The politics behind South Africa’s property clause amendment

As the draft Constitution Eighteenth Amendment Bill, 2019 is currently worded, Section 25(2)(b) would be changed to provide that:

a court may, where land and any improvements thereon are expropriated for the purposes of land reform, determine that the amount of compensation is nil.

In addition, a new section 25(3A) would be inserted authorising parliament to set out the circumstances in which such an order could be made, subject to the Constitution.

Existing commentary on this proposal has tended to split into two camps.

On one view, expressed by the Constitutional Review Committee responsible for the draft Bill, the new section 25(2)(b) merely makes

explicit that which is implicit in the Constitution.

Since any legislation enacted under the amended provision would be subject to the rest of the Constitution, all that the draft Bill does is clear the way for the long-awaited (and necessary) change to the ANC’s willing buyer, willing seller approach to land reform.

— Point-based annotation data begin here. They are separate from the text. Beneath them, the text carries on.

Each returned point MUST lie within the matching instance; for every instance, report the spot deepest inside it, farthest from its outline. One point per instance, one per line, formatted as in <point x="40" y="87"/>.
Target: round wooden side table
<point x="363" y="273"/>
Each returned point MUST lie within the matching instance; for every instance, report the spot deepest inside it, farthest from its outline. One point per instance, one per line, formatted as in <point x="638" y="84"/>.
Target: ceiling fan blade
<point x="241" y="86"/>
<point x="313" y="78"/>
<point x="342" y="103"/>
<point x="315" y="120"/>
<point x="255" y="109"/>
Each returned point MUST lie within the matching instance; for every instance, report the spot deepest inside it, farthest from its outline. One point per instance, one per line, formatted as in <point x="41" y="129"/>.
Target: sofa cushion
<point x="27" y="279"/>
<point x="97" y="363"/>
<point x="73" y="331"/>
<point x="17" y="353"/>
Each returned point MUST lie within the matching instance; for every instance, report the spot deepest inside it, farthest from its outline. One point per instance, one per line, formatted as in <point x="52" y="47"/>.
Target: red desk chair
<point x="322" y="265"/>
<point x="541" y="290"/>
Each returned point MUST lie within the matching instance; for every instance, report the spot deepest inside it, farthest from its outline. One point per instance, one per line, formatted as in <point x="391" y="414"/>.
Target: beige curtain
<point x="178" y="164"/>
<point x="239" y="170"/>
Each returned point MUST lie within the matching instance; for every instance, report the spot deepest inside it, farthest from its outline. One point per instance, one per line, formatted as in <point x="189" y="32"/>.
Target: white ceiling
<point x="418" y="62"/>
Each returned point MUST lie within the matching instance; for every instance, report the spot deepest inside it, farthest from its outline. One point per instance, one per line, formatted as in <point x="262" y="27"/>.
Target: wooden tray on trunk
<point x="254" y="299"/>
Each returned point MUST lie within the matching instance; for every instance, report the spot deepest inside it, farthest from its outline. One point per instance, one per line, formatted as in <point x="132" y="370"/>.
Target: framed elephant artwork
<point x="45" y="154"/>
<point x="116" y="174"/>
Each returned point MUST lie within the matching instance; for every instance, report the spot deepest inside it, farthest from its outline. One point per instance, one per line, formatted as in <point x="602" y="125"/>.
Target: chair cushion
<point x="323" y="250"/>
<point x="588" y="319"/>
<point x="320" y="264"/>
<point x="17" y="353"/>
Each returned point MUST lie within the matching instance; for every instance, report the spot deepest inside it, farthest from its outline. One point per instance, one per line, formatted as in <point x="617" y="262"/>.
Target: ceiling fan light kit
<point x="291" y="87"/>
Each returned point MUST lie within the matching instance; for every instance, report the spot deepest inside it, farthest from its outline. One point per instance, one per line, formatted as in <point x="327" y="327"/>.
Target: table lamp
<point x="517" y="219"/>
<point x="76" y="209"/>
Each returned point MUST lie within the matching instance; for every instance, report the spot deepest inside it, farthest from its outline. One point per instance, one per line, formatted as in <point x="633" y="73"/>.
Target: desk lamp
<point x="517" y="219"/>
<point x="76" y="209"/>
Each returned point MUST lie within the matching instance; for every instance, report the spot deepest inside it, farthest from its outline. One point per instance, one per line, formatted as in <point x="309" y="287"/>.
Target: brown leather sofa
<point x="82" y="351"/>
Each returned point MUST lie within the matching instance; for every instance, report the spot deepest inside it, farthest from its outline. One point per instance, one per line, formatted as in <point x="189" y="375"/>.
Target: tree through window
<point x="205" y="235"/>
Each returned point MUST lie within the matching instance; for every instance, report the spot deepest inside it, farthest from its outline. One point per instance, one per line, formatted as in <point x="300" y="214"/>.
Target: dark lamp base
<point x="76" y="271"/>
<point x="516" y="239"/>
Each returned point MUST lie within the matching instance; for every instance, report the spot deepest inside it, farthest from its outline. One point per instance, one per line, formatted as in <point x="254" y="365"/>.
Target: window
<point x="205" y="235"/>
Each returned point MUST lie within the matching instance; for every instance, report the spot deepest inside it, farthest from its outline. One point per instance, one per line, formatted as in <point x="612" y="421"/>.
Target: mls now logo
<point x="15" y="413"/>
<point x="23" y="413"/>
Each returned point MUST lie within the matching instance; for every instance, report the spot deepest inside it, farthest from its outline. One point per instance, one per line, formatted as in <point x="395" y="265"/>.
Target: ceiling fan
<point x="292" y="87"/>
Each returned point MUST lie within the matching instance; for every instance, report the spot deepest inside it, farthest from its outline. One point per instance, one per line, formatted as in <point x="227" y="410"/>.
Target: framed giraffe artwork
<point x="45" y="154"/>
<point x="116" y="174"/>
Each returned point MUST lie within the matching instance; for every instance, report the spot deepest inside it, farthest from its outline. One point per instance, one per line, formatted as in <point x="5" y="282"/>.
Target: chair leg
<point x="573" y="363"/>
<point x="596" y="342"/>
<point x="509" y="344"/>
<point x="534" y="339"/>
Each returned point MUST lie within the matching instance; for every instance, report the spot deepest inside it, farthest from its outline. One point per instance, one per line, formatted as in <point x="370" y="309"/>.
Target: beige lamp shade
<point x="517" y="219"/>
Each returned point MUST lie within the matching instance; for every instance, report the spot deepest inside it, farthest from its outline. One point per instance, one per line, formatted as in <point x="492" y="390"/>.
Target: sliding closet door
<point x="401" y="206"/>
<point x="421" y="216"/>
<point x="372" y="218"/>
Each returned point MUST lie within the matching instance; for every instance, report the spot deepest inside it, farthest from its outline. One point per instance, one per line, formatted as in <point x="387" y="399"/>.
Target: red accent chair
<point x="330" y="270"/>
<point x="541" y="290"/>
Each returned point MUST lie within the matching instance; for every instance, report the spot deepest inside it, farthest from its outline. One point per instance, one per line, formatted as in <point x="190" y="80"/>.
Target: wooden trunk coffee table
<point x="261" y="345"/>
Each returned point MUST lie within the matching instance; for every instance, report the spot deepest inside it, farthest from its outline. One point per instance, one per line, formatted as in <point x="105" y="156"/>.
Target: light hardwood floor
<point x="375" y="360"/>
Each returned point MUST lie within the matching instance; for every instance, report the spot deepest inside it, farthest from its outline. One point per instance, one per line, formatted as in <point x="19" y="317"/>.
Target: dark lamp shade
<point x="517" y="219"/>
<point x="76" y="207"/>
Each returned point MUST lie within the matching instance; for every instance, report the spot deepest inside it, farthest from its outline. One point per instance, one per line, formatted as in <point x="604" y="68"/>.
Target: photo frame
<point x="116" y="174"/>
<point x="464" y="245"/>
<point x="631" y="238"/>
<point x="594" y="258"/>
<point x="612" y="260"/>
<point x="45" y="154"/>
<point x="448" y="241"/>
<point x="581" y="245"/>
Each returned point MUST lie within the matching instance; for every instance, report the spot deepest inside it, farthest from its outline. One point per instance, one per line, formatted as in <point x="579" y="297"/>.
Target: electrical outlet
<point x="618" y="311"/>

On another view, the proposed amendment sends needlessly worrying signals to an already jittery market. If the property clause as it stands provides for the payment of nil compensation, why gratuitously stoke local and foreign investor fears by amending it?

This second view has some merit. But the impact of the proposed amendment on investor confidence is not what should truly worry friends of liberal constitutionalism in South Africa. Improved prospects for liberal democracy depend on the relegitimation of the country’s racially skewed economic system. Redistributive land reform clearly has an important role to play in that.

Instead, friends of liberal constitutionalism should be worried about what the proposed amendment reveals about the fragility of the support for this form of government within the ANC.